The reviews said the shooting by a Navy contractor could have been prevented if the company that employed Aaron Alexis had told the Navy about problems it was having with him in the months before he shot 12 civilian workers.
An independent study and an internal review ordered after the September 2013 massacre and released Tuesday said the Pentagon must expand its focus beyond defending against external threats. More attention must be paid, they concluded, to defending against threats from inside the workforce.

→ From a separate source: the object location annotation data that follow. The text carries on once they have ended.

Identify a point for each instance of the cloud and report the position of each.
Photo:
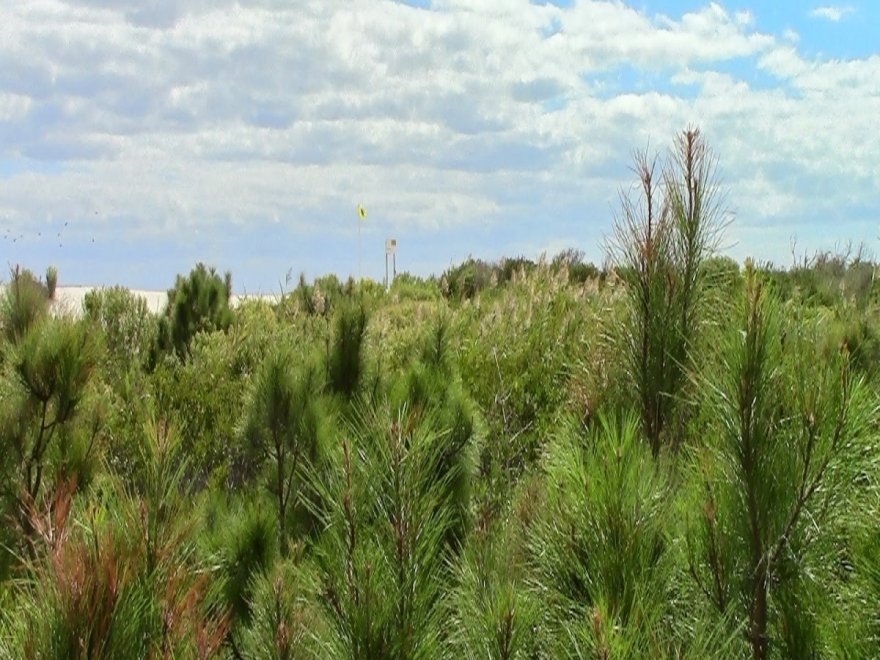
(833, 13)
(172, 116)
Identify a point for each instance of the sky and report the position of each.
(138, 137)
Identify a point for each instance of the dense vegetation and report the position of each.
(670, 456)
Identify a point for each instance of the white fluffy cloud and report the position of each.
(832, 13)
(163, 116)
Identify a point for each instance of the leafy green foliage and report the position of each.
(787, 435)
(673, 458)
(661, 239)
(283, 427)
(345, 361)
(198, 302)
(25, 301)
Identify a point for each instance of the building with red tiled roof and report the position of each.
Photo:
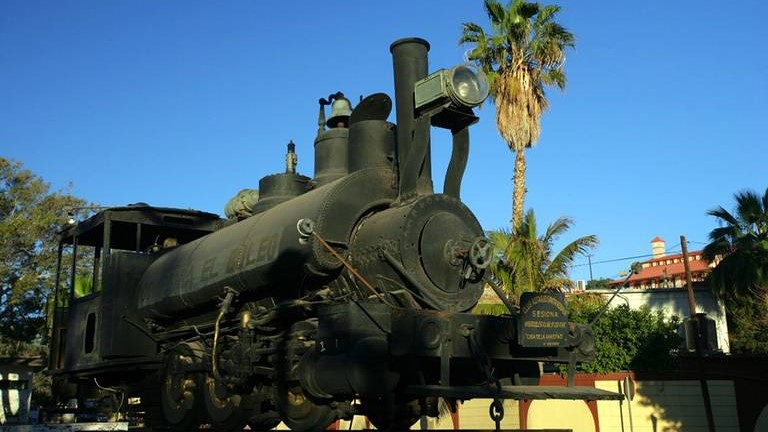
(667, 271)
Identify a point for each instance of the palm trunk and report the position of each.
(518, 195)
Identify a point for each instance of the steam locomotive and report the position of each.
(317, 298)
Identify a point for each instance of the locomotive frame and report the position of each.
(342, 294)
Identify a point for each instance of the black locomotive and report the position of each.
(346, 293)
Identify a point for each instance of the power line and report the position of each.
(673, 250)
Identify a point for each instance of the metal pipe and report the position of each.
(409, 58)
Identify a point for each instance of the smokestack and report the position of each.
(409, 57)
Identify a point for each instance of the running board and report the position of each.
(521, 392)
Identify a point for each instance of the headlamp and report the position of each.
(463, 85)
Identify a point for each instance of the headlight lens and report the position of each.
(468, 85)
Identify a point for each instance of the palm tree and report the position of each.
(524, 53)
(739, 246)
(528, 262)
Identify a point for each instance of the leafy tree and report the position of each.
(640, 340)
(739, 246)
(30, 218)
(523, 54)
(528, 262)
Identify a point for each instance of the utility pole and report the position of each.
(697, 336)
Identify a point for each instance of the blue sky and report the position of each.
(184, 103)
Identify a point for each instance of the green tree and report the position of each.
(640, 340)
(528, 261)
(739, 246)
(523, 53)
(30, 218)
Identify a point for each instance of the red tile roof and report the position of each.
(663, 270)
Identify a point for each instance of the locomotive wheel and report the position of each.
(227, 411)
(389, 413)
(301, 414)
(181, 407)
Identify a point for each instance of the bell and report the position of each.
(341, 109)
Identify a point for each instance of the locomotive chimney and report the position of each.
(409, 57)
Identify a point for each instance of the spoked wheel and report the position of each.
(391, 413)
(180, 405)
(300, 413)
(228, 412)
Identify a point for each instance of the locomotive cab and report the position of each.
(99, 261)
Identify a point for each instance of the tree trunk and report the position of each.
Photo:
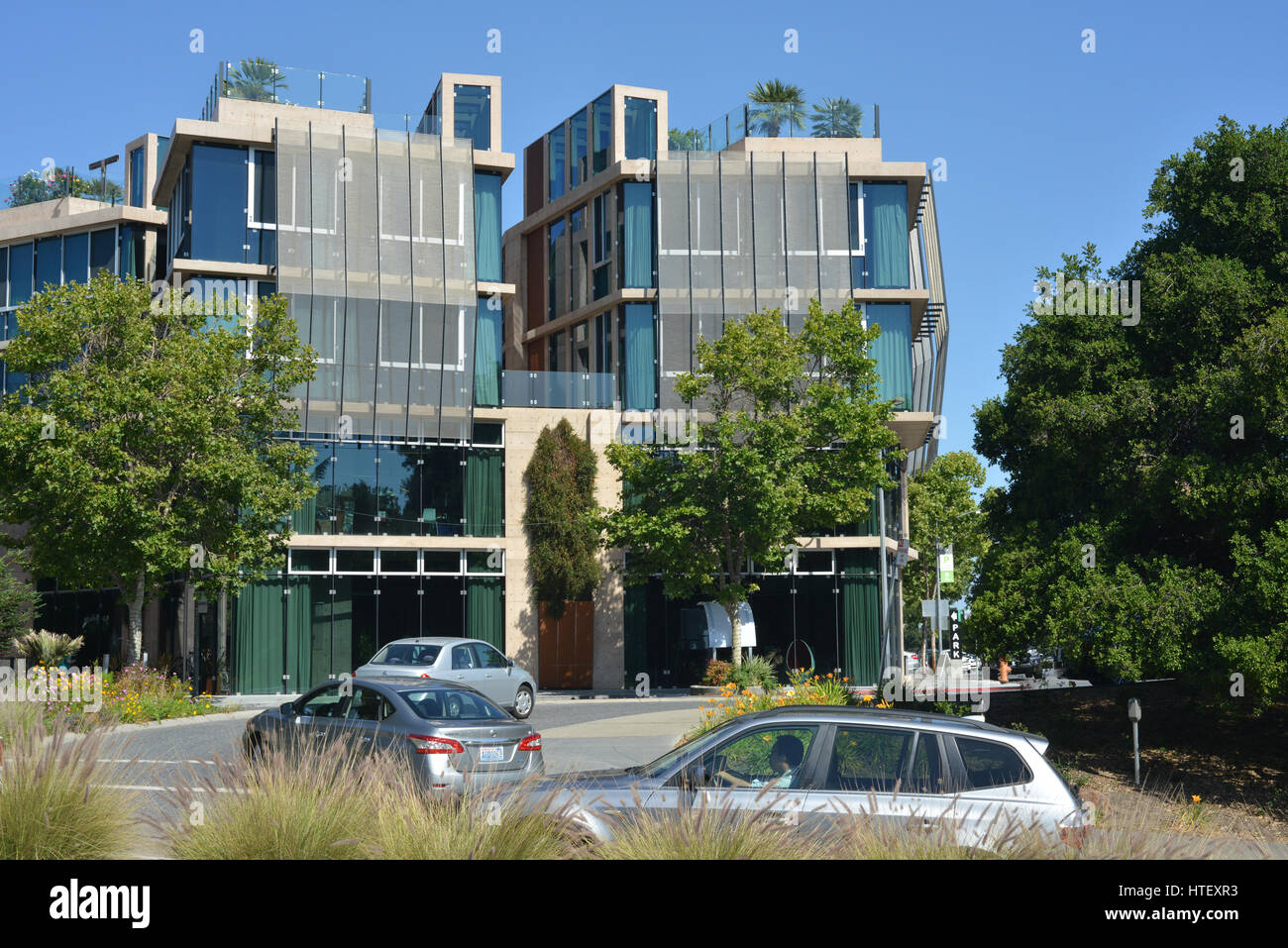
(134, 649)
(737, 633)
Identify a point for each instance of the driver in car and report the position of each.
(785, 759)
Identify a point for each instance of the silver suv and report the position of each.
(818, 766)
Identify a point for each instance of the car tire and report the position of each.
(523, 702)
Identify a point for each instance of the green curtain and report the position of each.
(487, 226)
(640, 386)
(638, 235)
(893, 350)
(487, 359)
(861, 616)
(484, 609)
(484, 492)
(887, 211)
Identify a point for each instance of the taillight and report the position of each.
(436, 745)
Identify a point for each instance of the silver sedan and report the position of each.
(451, 736)
(465, 661)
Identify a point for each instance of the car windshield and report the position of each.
(446, 704)
(664, 764)
(407, 653)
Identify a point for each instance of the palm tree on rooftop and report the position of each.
(780, 106)
(837, 119)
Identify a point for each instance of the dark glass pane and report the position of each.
(102, 252)
(555, 162)
(473, 107)
(487, 226)
(218, 204)
(137, 178)
(603, 112)
(355, 488)
(76, 258)
(640, 128)
(50, 262)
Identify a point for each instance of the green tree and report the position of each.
(142, 443)
(781, 107)
(789, 438)
(941, 507)
(257, 80)
(563, 536)
(17, 600)
(837, 119)
(1144, 522)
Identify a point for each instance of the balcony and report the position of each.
(824, 119)
(263, 80)
(526, 389)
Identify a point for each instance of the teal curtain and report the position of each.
(638, 235)
(484, 492)
(487, 226)
(893, 350)
(484, 609)
(861, 616)
(887, 223)
(487, 357)
(640, 384)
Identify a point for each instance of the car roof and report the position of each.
(962, 725)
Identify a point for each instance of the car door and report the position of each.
(862, 779)
(494, 682)
(741, 773)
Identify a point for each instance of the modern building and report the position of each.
(445, 350)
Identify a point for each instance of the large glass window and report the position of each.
(893, 350)
(580, 168)
(640, 128)
(473, 115)
(137, 178)
(885, 224)
(76, 258)
(638, 353)
(603, 119)
(50, 262)
(102, 252)
(21, 262)
(555, 161)
(636, 241)
(487, 226)
(218, 204)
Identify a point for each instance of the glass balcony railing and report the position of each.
(824, 119)
(50, 183)
(524, 389)
(263, 80)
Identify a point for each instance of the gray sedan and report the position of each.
(451, 734)
(819, 767)
(467, 661)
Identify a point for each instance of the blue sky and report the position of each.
(1046, 147)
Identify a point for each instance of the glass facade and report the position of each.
(473, 115)
(640, 130)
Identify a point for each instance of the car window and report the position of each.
(991, 764)
(407, 653)
(868, 759)
(325, 703)
(926, 776)
(764, 758)
(463, 656)
(365, 706)
(488, 657)
(442, 704)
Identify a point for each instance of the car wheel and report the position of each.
(523, 702)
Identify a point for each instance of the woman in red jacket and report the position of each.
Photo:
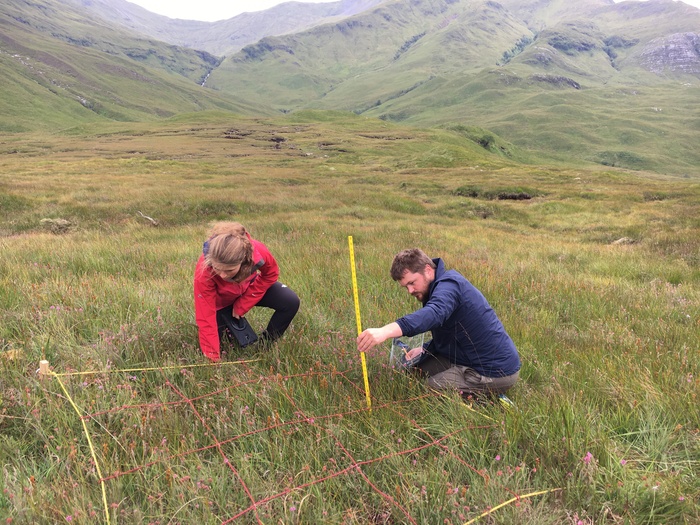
(235, 273)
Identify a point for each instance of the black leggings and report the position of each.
(279, 298)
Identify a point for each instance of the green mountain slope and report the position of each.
(224, 37)
(59, 67)
(602, 82)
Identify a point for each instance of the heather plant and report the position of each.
(596, 282)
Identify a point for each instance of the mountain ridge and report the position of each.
(613, 84)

"For decades, the department has approached security from a perimeter perspective," said Paul Stockton, former Pentagon assistant secretary and one of the authors of the independent review. "That approach is outmoded, it's broken, and the department needs to replace it."
Navy never notified
According to the Navy probe, the Fort Lauderdale, Fla.-based company, The Experts, pulled Alexis' access to classified material because of concerns he was having mental health problems. It then restored his access two days later and never told the Navy about it.
Alexis, a former Navy reservist, was shot to death during the incident.
The department reviews said the Pentagon should cut the number of workers who hold security clearances, conduct better and routinely update background checks, and establish a system to evaluate and handle employees who are potential threats.
The Navy investigation's most damning charges were against Alexis' employers.